On Fri, Jan 11, 2002 at 06:45:05AM +0100, Thierry Godefroy wrote:
 
> NOT AT ALL !!!   This is perfectly documented: the documentation for the
> IOSS (see the QDOS/SMS reference manual) DOES says that A0 must stay
> unchanged or at least be restored if the device driver did not recognize
> its own device in the name during an open call, and it also says that
> this is because A0 is reused after by the other device drivers.

there are enough examples where some registers weren't preserved across
trap calls by QDOS which are now preserved in Minerva and maybe SMSQ. 
Nowhere is it stated that it is allowed to change a0 and expect meaningfull
results - actually you are saying it very clearly in the quoted paragraph.

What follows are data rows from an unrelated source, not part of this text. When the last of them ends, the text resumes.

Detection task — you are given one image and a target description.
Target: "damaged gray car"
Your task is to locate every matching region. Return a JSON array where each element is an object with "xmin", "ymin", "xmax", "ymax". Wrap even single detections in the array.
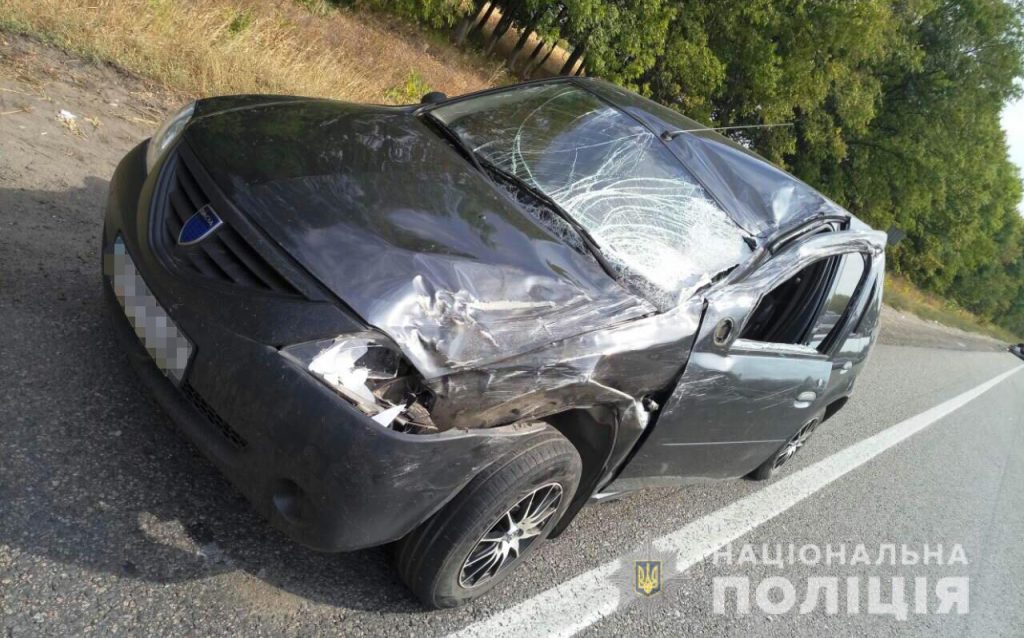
[{"xmin": 102, "ymin": 78, "xmax": 885, "ymax": 607}]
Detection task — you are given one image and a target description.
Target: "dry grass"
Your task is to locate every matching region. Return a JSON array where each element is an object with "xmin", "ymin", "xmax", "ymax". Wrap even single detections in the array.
[
  {"xmin": 0, "ymin": 0, "xmax": 505, "ymax": 102},
  {"xmin": 885, "ymin": 274, "xmax": 1021, "ymax": 343}
]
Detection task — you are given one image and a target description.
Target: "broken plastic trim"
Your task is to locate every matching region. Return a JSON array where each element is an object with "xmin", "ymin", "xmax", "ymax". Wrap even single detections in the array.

> > why this complication? The IOSS will be of very little help for you, all 
> > "facilites" it provides are usefull only for very limited filesystems
> > like the original MDV one. Instead it limits unnecessarily 'key' and
> > uses valuable drive definition blocks which are still very limited 
> > resource.
> 
> I NEED to implement it as a legal directory device driver for a few reason:
> at the user (and utility programmers) level, you must register it so or
> the device (here cdr1_) will never be found as a mass storage (e.g. in
> QPAC2 or Cueshell).

fine, a DDEV that gets never called for io.open will do the same job,
iirc this has been done a few time.

>        At the driver programming level, I will use (although
> differently than TT does) the slave blocks for caching (in fact caching
> will occur ONLY when less than a CD-R data block (=2048 bytes) read is
> requested).

good luck with that part.. my impression is that it might be easier
and safer to use completely custom buffering.